Ingredients for Apple Tarte Tatin
8 tart (granny smith) apples
3/4 C sugar
1/2 stick unsalted butter
creme fraiche to serve
You need an oven proof frying pan – cast-iron ovenproof frying pan is fine.
Preheat oven to 350 degrees
Peel, halve, and core apples. Melt butter in pan on stove. Add sugar (just sprinkle it on top of the butter) and place the apples decoratively on top (cut side down). Cook slowly until caramelized. This can take up to one hour. Do not stir! (Clearly, low heat here.)
When cooked (check by lifting an apple and seeing what’s going on), remove from heat.
Roll the pastry, put it on top of the apples. Tuck the sides in. Cook in 350 degree oven for 30 minutes. Remove, take a flat dish and turn the tarte upsidedown. Serve warm with creme fraiche or vanilla ice cream. You can also scrape a vanilla bean into the apples at the beginning of the caramelization and let the pod sit in there with them, too, but it’s not totally necessary.
2 cups Orange Muscat
1 medium red beet (1/4 pound), peeled and sliced
1 tablespoon sugar
2 teaspoon fresh lemon juice
1 (2-inch) cinnamon stick
2 Turkish bay leaves or 1 California
7-8 small firm-ripe pears (3/4 to 1 pound total), peeled, halved lengthwise, and cored
Bring wine, beet, sugar, lemon juice, cinnamon, and bay leaves to a boil in a 1 1/2- to 2-quarts saucepan, stirring until sugar has dissolved.

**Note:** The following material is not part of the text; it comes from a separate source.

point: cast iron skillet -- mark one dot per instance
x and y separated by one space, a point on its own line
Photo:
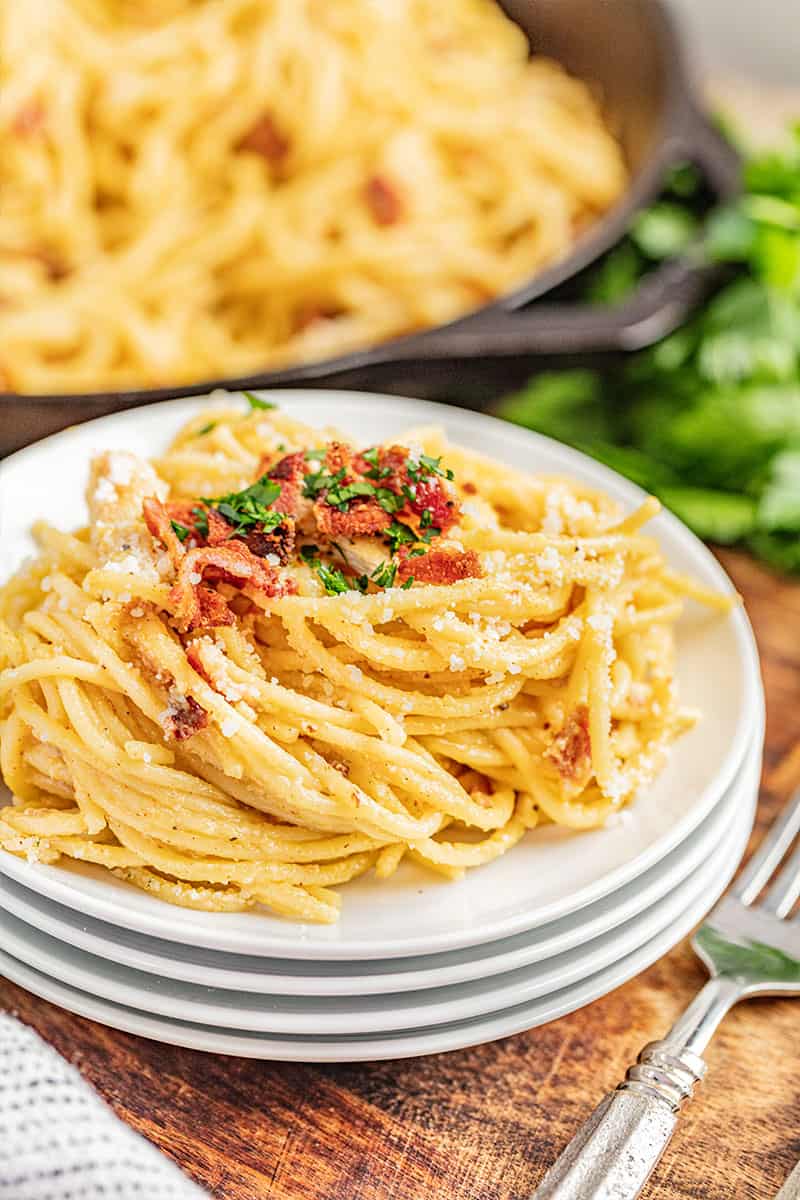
631 51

Add pears and cover with a round of parchment paper. Simmer, turning occasionally, until pears are tender and liquid is syrupy, 35 to 40 minutes. Transfer pears to a bowl. Discard cinnamon stick and bay leaves and pour syrup over pears. Cool completely in syrup, about 30 minutes.
Poached pears can be made 1 day ahead and chilled. Bring to room temperature before serving.